UN Permanent Representative of Netherlands:

Recent outbursts of violence in the Oromia region, as well as in Benishangul-Gumuz and Gambella, have unfortunately again resulted in various grave human rights abuses and violations and violations of international humanitarian law by different parties. They are a tragic reminder that violence driven by political marginalization and the urge for transitional justice, national reconciliation and healing are not just limited to Ethiopia’s Northern parts.”

UN Permanent Representative of Luxembourg:

“13 million people are in need of urgent food aid in northern Ethiopia. My country condemns the use of hunger as a weapon of war and we call on all parties to the conflict – first and foremost the governments of Ethiopia and Eritrea – to remove all obstacles to humanitarian access to the regions of Tigray, Afar, and Amhara.

Recent reports of ethnic cleansing, as well as other war crimes and crimes against humanity, are extremely disturbing.

We urge the Ethiopian government to seize the opportunity to cooperate fully with the International Commission of Human Rights Experts and conduct independent and credible investigations into all human rights violations and abuses.”

A few NGOs were able to express themselves on the situation in Ethiopia and alert the Council, the Member States and the Commission’s Experts on the serious human rights violations and atrocities that are being committed there.

Some shared their reports on what is occurring on the ground, alerting to what is going on for certain ethnic groups such as the Amharas, who need to have the atrocities they are suffering focused on and included in the Commission’s investigation.

As Christian Solidarity Worldwide (CSW) which informed that « On 18 June at least 200 people, mostly Amhara, were killed amid disputes regarding responsibility” and CIVICUS that is “seriously alarmed by reports of crimes against humanity amidst a wide range of human rights violations, including mass killings, sexual violence, and military targeting of civilians. On 18 June more than 200 people, mostly from the Amhara ethnic community, were reportedly killed in an attack in the country’s Oromia region. About 12 journalists were arrested and detained incommunicado. Two have been reported murdered.”

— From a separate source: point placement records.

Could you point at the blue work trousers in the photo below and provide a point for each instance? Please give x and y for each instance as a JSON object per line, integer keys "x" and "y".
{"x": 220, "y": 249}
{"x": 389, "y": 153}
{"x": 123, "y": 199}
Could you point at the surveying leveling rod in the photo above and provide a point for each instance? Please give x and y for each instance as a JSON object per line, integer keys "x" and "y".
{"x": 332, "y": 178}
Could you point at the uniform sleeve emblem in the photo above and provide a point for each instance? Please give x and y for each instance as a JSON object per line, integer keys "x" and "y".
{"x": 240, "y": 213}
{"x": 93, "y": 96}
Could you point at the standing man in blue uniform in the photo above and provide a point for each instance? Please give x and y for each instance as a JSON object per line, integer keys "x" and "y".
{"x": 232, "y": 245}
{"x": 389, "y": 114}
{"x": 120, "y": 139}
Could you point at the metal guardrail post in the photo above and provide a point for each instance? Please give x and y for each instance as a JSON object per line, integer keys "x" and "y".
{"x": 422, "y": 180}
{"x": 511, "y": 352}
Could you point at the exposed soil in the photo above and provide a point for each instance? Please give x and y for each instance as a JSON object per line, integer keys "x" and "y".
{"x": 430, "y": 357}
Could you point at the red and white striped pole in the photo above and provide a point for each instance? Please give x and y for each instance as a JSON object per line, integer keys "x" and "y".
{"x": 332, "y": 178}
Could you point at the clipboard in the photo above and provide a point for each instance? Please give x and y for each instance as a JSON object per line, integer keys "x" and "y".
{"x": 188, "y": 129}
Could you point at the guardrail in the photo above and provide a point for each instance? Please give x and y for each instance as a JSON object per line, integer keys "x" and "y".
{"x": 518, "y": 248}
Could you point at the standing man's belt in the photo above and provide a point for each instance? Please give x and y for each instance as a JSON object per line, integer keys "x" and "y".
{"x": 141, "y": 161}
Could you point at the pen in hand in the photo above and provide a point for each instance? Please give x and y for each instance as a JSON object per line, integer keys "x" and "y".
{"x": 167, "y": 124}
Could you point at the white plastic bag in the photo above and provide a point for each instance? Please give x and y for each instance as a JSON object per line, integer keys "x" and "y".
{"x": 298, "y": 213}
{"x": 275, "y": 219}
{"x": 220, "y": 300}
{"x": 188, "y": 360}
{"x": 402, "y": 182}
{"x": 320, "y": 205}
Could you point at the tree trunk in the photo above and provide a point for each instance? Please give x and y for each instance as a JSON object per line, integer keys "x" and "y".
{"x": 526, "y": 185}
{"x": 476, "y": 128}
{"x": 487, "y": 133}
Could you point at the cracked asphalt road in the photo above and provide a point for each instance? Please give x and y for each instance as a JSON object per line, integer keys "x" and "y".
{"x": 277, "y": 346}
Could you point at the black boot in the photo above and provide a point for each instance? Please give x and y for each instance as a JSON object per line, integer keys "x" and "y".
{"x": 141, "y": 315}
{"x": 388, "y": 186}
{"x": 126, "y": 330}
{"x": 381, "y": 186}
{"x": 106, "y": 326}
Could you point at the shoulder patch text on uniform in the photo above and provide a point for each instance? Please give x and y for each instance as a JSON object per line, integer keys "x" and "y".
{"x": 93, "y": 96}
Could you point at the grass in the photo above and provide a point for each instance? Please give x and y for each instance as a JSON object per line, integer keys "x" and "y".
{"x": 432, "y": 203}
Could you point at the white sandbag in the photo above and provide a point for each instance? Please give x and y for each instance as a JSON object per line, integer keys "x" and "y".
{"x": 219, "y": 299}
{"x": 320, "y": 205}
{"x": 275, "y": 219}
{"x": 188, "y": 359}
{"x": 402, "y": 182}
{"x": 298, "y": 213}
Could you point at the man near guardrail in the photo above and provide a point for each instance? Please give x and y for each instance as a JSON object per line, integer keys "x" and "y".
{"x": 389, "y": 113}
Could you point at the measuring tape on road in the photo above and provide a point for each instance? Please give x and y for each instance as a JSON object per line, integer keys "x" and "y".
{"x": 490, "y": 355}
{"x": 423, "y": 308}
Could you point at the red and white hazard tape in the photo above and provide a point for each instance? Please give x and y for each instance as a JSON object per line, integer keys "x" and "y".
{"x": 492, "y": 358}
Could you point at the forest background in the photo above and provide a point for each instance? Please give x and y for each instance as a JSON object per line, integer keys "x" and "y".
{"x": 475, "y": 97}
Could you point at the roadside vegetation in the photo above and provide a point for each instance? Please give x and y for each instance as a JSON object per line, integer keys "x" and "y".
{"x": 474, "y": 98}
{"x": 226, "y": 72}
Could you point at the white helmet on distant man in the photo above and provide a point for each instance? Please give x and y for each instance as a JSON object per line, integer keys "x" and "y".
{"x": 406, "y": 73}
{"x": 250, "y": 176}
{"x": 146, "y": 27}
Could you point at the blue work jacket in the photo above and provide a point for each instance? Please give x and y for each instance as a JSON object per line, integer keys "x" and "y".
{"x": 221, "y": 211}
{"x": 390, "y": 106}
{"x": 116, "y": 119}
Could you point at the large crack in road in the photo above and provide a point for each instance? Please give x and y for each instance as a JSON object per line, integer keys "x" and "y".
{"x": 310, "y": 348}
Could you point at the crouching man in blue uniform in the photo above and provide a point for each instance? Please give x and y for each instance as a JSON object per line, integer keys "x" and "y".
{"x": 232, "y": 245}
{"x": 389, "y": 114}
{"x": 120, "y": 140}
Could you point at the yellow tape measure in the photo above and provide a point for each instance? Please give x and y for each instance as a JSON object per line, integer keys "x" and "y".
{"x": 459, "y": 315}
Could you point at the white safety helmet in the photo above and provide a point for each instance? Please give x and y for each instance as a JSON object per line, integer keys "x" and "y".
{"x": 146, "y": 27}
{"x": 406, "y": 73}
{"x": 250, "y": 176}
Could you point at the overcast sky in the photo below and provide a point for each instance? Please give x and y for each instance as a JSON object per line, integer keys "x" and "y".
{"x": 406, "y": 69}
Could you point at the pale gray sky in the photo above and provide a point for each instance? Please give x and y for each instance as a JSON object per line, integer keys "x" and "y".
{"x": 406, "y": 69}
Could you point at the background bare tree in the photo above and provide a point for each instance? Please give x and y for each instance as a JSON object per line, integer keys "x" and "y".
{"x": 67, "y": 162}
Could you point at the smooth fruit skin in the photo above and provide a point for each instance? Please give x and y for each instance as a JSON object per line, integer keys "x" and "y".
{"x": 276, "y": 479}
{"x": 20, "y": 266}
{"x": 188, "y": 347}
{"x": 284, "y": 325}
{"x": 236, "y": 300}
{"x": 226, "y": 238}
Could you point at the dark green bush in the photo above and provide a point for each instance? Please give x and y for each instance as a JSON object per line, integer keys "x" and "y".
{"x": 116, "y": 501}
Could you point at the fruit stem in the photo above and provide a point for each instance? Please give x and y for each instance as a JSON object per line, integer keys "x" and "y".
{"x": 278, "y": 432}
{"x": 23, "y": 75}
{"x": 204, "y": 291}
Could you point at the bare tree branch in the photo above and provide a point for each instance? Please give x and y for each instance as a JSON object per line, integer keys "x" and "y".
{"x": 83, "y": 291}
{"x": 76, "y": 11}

And it was CAP Liberté de Conscience together with Human Rights Without Frontiers that alerted the Council, the Member States and the Commission’s Experts on this specific issue suffered by Amharas civilians, by submitting an oral statement about Ethiopia’s mass arrests of Amharas:

CAP Liberté de Conscience along with Human Rights Without Frontiers and other international NGOs, we are very concerned about a recent wave of mass arrests and disappearances of Amhara activists, journalists and other critics by the Ethiopian federal government.

More than four thousand five hundred people were arrested in the Amhara region by the end of May, officials said.

Amongst them:

a four-year old boy Ashenafi Abebe Enyew

a seventy six year old historianTadios Tantu

academician Meskerem Abera

journalists. Temesgen Desalegn and Meaza Mohammed

By mid-June, the little boy, the academician, and journalist Meaza were released after spending some time in detention.

The Amharas, the second-largest ethnic group in Ethiopia, have repeatedly complained about the lack of protection of the federal government when Tigray and Oromo forces invaded their region and attacked civilians.

We recommend that the International Commission of Human Rights Experts on Ethiopia investigate the recent mass arrests of Amharas, locate their places of detention and the way they are treated.”

Today 12 000 Amharas are in detention.

Amongst them :

  • journalist Temesgen Desalegn. The court has decided that he should be liberated but the government refused to release him. He is still in prison with false accusations of the federal government.
  • Mr. Sintayehu Chekol from Balderas Party detained in Behar Dar and released from prison by Amhara regional authorities on the June 30, 2022 but hijacked right at the door of the prison by federal forces and imprisoned in Addis Ababa.
  • Other journalist like Mr. Wogderes Tenaw Zewdie arrested on the 2nd of July 2022.
  • Other journalist from Ashara Media also are still in detention.